İnsanların denize girdikleri sahillerden, balık tuttukları kıyılardan, güneşe karşı oturdukları deniz kenarlarından tam 2450 m yüksekte bir küçük ilçe, adıyla müsemma Karayazı. Kuş diye bildikleri karga, güneş diye gördükleri hafif sıcaklık. Sert bir iklimin sert evlatları. Serhat illerinin yüz akı. Milliyetçi muhafazakâr bir ilin yegane güneşli bayrağını taşıyan onurlu evlatları. Ama yokluk çok. Cepte çay içecek para yok. Hadi o parayı bulsa bir kardeşine, arkadaşına ısmarlayacak parası yok. Adı gibi kara bir yazının ortasında kimseden dilenmeden, kendine yeten bir küçük onurlu şehir. Birgün bu ülkede birşeyler değişecek en çok onlar için değişecek. Ve onlara o gün bugünlerin borcunu ödemeliyiz. Çünkü çok yokluk çok ölüm gördü de hiç onurunu yere düşürmedi. Onları bir kara öldürdü…

Sarımız yasak, kırmızımız yasak, yeşilimiz hem kabus hem yasak. Mavi gökyüzü, zaten tel örgülerin arkasında. Ve o sıcacık turuncu da yasak. Bordo ise katilimizin adı. Rengimizi silmek için her şeyi yapıyor bazı bilinmeyenler. Ve sonra tinerci çocuklar gibi acıları ciğerlerimize çeke çeke kapkara oluyoruz. Esmerlik kaderimiz de bundan. Bundan hepimiz karayız. Bundan negro negro… Daye negri negri…

Yaşasın renklerin kardeşliği

Büyük şehirlerde, küçük kentlerde, varoşlarda, taşralarda renkli renkli atkılar takabilir istediğiniz sloganı haykırabilir, yeri gelirse devlete kafa tutabilirsiniz. Sarı-kırmızı, sarı-lacivert, siyah-beyaz, bordo-mavi bu renklerin en bilinenleri. Bunun gibi çeşitli renklerle dolaşabilir, hatta bazı şehirlerde bu renklerden dolayı imtiyaz sahibi bile olabilirsiniz. Bursa’nın yeşil-beyazı, Ankara’nın sarı-laciverti gibi renkler size toplumda statü bile kazandırabilir.

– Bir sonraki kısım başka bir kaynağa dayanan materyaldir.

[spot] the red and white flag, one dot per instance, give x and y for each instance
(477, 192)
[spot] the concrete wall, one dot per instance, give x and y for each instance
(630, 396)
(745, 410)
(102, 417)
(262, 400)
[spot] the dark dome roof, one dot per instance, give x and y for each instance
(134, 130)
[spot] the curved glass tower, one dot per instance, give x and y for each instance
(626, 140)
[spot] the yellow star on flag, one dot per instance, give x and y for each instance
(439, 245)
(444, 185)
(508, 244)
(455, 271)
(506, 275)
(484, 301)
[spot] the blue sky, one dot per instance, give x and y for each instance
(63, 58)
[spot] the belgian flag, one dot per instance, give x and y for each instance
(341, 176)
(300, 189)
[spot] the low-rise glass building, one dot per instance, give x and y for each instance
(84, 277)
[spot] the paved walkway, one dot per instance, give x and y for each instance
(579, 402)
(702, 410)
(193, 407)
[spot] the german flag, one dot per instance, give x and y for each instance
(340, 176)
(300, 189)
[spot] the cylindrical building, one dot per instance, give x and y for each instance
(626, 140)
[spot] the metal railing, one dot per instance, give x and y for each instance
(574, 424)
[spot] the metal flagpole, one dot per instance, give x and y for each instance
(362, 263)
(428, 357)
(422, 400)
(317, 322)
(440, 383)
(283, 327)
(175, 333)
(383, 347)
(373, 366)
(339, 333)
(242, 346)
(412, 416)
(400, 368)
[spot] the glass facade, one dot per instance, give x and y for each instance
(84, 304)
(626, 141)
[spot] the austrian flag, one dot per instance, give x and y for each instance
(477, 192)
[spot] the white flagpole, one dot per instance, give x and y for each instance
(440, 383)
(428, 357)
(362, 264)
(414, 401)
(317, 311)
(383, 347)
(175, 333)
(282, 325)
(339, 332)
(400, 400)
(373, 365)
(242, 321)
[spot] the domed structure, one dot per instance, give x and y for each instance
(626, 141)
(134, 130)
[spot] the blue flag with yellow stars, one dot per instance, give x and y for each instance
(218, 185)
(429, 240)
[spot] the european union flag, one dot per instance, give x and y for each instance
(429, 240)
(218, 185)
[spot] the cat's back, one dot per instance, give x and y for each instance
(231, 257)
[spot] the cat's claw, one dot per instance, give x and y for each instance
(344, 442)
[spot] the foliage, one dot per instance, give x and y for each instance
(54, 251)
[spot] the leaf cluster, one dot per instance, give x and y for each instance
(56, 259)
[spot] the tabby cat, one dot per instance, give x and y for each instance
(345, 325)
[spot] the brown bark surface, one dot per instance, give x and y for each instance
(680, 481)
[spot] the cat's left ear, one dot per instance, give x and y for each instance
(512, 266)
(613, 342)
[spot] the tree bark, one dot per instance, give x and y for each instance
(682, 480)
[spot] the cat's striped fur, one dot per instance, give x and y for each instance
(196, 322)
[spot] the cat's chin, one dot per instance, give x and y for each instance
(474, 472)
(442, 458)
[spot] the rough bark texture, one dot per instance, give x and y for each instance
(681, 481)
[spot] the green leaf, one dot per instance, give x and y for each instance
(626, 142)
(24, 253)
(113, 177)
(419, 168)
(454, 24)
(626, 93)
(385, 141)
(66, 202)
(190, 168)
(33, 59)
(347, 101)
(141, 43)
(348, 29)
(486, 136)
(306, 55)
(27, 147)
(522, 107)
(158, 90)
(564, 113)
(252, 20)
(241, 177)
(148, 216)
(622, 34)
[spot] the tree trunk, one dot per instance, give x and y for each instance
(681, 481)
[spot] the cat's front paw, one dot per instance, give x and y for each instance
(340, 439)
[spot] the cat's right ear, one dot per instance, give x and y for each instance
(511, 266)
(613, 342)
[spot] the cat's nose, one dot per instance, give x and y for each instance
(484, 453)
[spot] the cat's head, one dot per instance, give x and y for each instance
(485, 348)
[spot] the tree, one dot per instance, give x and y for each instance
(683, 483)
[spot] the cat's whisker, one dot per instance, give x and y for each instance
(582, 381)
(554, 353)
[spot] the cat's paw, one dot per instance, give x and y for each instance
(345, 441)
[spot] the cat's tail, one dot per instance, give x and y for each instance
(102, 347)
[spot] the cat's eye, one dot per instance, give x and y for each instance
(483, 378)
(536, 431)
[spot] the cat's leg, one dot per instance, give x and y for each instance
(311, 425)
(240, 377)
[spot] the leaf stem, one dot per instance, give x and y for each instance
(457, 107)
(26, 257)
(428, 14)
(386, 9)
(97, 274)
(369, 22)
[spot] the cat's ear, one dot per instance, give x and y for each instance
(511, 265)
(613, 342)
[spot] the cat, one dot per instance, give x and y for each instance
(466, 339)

Öte yandan büyük futbol kulüpleri, söz konusu çıkarları olunca yaşasın renklerin kardeşliği gibi fair-play vurguları ile ortalıkta dolanırken, trafik ışıkları Kürdistan'da devlet eliyle değiştirilir, sarı, kırmızı, mavi oluverir.

Sarının yanına kırmızı yakışır da yeşil eklendi mi bombalar yağıverir ters lalenin kırmızısına Zap suyunun dibinde.

Siyah ile beyaz bir tek Çarşı grubuna serbesttir bu ülkede. Aynı siyah ile beyazdan anarşist bir bayrak devşirdiniz mi ahlaksız, imansız bir terörist damgası yemeniz an meselesidir.

Bizi öldüren renkler, sizin elinizde bir çıkar malzemesidir.

Bizi öldüren renkler, sizi semirtir.

Bizi öldüren renkler, cesetlerimizin size armağanıdır.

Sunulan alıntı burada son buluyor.